Below we detail the evaluation methods and corpora used for RSEF
For the training corpus for our models, we included 75 implementation sentences and approximately 2500 non-implementation sentences from 61 research papers sourced from the PapersWithCode platform. To evaluate the performance of our method, we assembled a separate evaluation corpus consisting of 150 software engineering research papers obtained from Arxiv.org. These papers were carefully selected to ensure heterogeneity and avoid repetitiveness, representing a diverse range of implementation mention styles, authored by various authors. We manually tagged these papers to create a validation set specifically for evaluating our methodology. Importantly, none of the papers included in this validation set were used for training the models, ensuring the integrity of our evaluation process.
The bidirectional search of RSEF has been validated with a corpus made of 154 papers and repositories, including several types of bi-directionality paper-repository links (e.g., repositories including just the title, Arxiv URLs or DOIs in the README file, using citation files, repositories in different code platforms, etc.). Two annotators were selected to manually annotate the presence of bi-directionality.

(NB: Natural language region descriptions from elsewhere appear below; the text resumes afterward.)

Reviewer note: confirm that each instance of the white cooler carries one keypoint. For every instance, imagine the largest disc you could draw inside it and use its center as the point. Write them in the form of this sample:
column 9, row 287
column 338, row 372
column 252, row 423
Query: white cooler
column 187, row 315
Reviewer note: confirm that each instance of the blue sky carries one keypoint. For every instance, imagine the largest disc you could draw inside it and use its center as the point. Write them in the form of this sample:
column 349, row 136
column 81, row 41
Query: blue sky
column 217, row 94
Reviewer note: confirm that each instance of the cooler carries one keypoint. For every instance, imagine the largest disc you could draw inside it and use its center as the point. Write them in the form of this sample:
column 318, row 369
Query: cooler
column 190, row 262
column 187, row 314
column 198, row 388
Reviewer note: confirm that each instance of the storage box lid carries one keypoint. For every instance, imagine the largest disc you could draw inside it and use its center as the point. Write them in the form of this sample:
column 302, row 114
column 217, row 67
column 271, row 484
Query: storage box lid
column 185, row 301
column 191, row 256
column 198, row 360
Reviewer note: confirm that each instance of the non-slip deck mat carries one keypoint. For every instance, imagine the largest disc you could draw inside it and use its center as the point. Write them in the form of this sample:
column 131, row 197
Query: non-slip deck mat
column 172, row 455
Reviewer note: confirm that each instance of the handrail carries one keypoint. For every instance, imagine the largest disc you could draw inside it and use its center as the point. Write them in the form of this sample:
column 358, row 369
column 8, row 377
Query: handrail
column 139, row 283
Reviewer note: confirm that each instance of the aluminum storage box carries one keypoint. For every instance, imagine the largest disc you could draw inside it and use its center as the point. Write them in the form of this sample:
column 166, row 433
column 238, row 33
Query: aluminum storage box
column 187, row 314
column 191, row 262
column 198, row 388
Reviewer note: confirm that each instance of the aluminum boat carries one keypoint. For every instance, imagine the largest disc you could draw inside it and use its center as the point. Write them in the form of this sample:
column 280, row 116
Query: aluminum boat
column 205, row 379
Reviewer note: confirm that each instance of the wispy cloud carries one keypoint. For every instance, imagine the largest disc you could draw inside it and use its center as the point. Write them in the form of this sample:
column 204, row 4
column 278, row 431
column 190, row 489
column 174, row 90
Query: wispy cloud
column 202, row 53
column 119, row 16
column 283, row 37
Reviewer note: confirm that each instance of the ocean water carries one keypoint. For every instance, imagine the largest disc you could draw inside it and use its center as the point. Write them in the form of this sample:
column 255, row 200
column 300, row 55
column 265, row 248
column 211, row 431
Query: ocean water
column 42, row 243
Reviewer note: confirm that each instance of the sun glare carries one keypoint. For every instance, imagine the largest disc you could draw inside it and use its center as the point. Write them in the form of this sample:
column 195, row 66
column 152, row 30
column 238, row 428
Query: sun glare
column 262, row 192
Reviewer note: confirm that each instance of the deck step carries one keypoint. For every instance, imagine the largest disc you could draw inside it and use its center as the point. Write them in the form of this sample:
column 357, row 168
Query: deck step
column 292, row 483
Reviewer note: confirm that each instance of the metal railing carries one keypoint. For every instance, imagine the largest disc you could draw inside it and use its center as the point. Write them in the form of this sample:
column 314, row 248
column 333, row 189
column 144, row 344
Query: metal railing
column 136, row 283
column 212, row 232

In case of two different annotations in the corpus, a third annotator decided the final value.
A summary of the performance of each method for each evaluation corpora can be seen in the table below:
Type of extraction | Train corpus | Eval. corpus | Precision | Recall | F1-Measure |
---|---|---|---|---|---|
unidirectional | Link | Link | 0.94 | 0.95 | 0.94 |
bidirectional | N/A | Link | 1 | 0.91 | 0.95 |
Please refer to our Mining Software Repositories 2024 paper:
@InProceedings{garijo_2024_bidirectional,
author="Garijo, Daniel and Arroyo, Miguel and Gonzalez, Esteban and Treude, Christoph and Tarocco, Nicola",
title="Bidirectional Paper-Repository Tracing in Software Engineering",
booktitle="21st International Conference on Mining Software Repositories",
year="2024",
publisher="ACM",
address="Cham",
doi="10.1145/3643991.3644876",
url= {https://dgarijo.com/papers/msr_2024.pdf}
}
The unidirectional evaluation makes use of RepoFromPaper, which has the following NSLP2024 workshop paper:
@article{stankovski2024,
title = {RepoFromPaper: An Approach to Extract Software Code Implementations from Scientific Publications},
author = {Stankovski, Aleksandar and Garijo, Daniel},
year = {2024},
booktitle = {To appear in Natural Scientific Language Processing and Research Knowledge Graphs (NSLP 2024) },
url = {https://dgarijo.com/papers/stankovsi_2024.pdf}
}
This project is licensed under the MIT License.